Empowering Women in Business

Mar 12, 2018 | 8 months ago | Read Time: 3 minutes | By iKnowledge Team

The last few years in India have seen a heart-warming shift in the face of Indian corporate landscape. Strong, independent, and headstrong women have entered the world of business with gusto and a zeal to succeed. They walk shoulder-to-shoulder everyday with their colleagues, challenging new norms, only to shatter the glass ceiling.

While this change has been great, it has not come without challenges and struggles.

Even after all the initiatives and progress, the National Sample Survey Organisation noted that only 14% of businesses in India were led by women. The survey also pointed out that most of these companies are small-scale one, and around 79% of these women are self-financed.

This points us towards the fact that several challenges are still not being overcome. There is still a long way to go. So, empowering women in business is important, but what’s more important is to understand how it is done:

  1. Practices That Have Worked

Sexual harassment had become an extremely prevalent situation in the corporate world. Prevention of Sexual Harassment (POSH) has been an initiative in many companies to help women speak up about their problems. This initiative has played a large role in decreasing sexual harassment at work places.

Seminars and public speaking events that spread knowledge about women empowerment are catching wind in today’s time. Women attend these meetings and talk about their issues. The best part is, the participants and audience, both include men too. Some speak about what initiatives they have taken, and some talk about their views and suggestions about women empowerment.

Having a woman on the board of directors have proved to be a very beneficial part of women empowerment. It gives opportunities to the women in the company. It also allows them to be open about the problems they are facing. Women tend to be more open about issues like sexual harassment with superior women than with men.

  1. Successful Women Empowerment Strategies By Companies

The corporate sector in the last couple of decades has seen a dramatic rise in women entrepreneurs. Women like Chanda Kochhar and Arundhati Bhattacharya have set strong examples that hard work pays off.

Arundhati Bhattacharya (Former Chair-MD of State bank of India) is known to have started an internal blog for female employees at SBI. They can share their problems and help others through this initiative. She has also introduced a two-year sabbatical for women in the bank who need long periods of leave for home duties.

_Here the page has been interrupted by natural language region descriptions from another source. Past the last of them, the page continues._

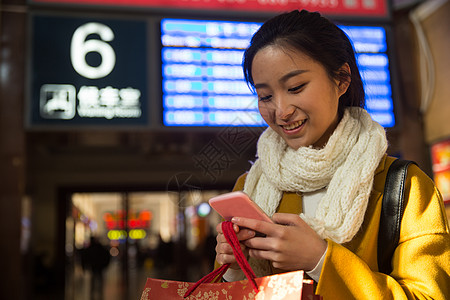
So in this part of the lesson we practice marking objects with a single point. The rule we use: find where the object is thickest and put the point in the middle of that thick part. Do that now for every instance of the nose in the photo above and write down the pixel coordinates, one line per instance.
(284, 109)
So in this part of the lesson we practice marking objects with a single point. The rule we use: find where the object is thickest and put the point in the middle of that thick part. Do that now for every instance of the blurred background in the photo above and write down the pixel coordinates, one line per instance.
(120, 119)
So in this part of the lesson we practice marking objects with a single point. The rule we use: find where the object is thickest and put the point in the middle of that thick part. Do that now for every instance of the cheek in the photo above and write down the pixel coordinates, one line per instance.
(266, 111)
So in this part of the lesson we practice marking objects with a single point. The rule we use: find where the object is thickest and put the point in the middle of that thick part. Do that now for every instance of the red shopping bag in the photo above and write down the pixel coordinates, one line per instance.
(283, 286)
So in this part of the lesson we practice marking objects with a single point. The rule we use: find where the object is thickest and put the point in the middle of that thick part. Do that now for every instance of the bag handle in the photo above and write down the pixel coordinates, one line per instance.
(391, 213)
(230, 236)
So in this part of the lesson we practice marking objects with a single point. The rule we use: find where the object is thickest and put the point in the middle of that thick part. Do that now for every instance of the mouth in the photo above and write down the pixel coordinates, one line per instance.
(293, 126)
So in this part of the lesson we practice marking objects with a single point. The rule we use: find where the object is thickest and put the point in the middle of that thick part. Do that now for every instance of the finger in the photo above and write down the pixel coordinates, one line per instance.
(225, 259)
(226, 248)
(262, 243)
(262, 254)
(287, 219)
(255, 225)
(245, 234)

Chanda Kochhar (CEO and MD of ICICI Bank) started the iWork@Home as an attempt to retain female employees. This allowed the women to work from home for a year.

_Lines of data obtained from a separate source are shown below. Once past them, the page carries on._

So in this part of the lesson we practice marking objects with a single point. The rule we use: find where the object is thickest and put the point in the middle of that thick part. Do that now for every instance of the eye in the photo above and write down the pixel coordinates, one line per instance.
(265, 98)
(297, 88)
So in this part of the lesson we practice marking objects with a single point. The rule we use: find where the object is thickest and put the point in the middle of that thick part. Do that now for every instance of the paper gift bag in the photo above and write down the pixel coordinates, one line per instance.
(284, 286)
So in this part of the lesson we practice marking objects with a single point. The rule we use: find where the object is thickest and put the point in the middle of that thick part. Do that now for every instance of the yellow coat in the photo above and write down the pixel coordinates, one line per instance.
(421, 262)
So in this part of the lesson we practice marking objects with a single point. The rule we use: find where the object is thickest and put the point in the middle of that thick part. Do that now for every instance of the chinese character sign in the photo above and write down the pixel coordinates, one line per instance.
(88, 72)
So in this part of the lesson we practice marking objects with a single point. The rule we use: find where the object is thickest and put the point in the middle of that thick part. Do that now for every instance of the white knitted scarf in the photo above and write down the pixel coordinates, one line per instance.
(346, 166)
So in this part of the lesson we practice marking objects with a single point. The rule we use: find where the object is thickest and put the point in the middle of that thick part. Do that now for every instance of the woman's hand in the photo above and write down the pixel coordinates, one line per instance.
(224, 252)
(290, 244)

Usha Ananthasubramanian (CEO and MD of Punjab National Bank) is credited for being the leader of the core management team made by the Finance Ministry of India for the establishment of the Bhartiya Mahila Bank.

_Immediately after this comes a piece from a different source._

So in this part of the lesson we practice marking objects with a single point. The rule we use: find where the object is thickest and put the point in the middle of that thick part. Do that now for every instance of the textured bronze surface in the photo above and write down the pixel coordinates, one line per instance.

Corporations like The Coca-Cola Company and Nestlé are looking within their global value chains to understand and address the unique challenges women face. In doing so, they improve the efficiency and productivity of global operations while also advancing women’s rights and health. Coca-Cola’s 5 by 20 program aims to enable the economic empowerment of 5 million women entrepreneurs across the company’s value chain by 2020.

Nestlé has seen similar success by working with women farmers in the company’s supply chain. In 2013, the company published an action plan for improving the livelihood of female farmers in Côte d’Ivoire, which was focused on promoting equal opportunities through trainings, closing the wage gap and giving women a voice. Two years after launching the program, Nestlé saw the number of women who lead and oversee its cocoa plantlet nurseries increase from 3 percent to 23 percent.

  1. Positive Results To Measure

There are several ways in which the results of these women-led initiatives can be tracked. In the work places, female feedback can be asked and considered. Overseeing the management’s actions for women can also show how employees are reacting to the company policies.

Equal rights and equal pay between men and women for the same work can be a motto for all companies. Decrease in discrimination against women during meetings, promotions or even interviews. Taking care of the personal needs of female employees can also go a long way in empowering them.

Conclusion

Women today are creating exceptional and ground breaking accomplishments in every sphere of life and are optimistic about what the future holds for them. With the increased supportive initiatives by the government, management boards, peer-to-peer platforms, families and support-systems, gender-based roadblocks are now being rapidly eliminated in the entrepreneurial journey of a woman.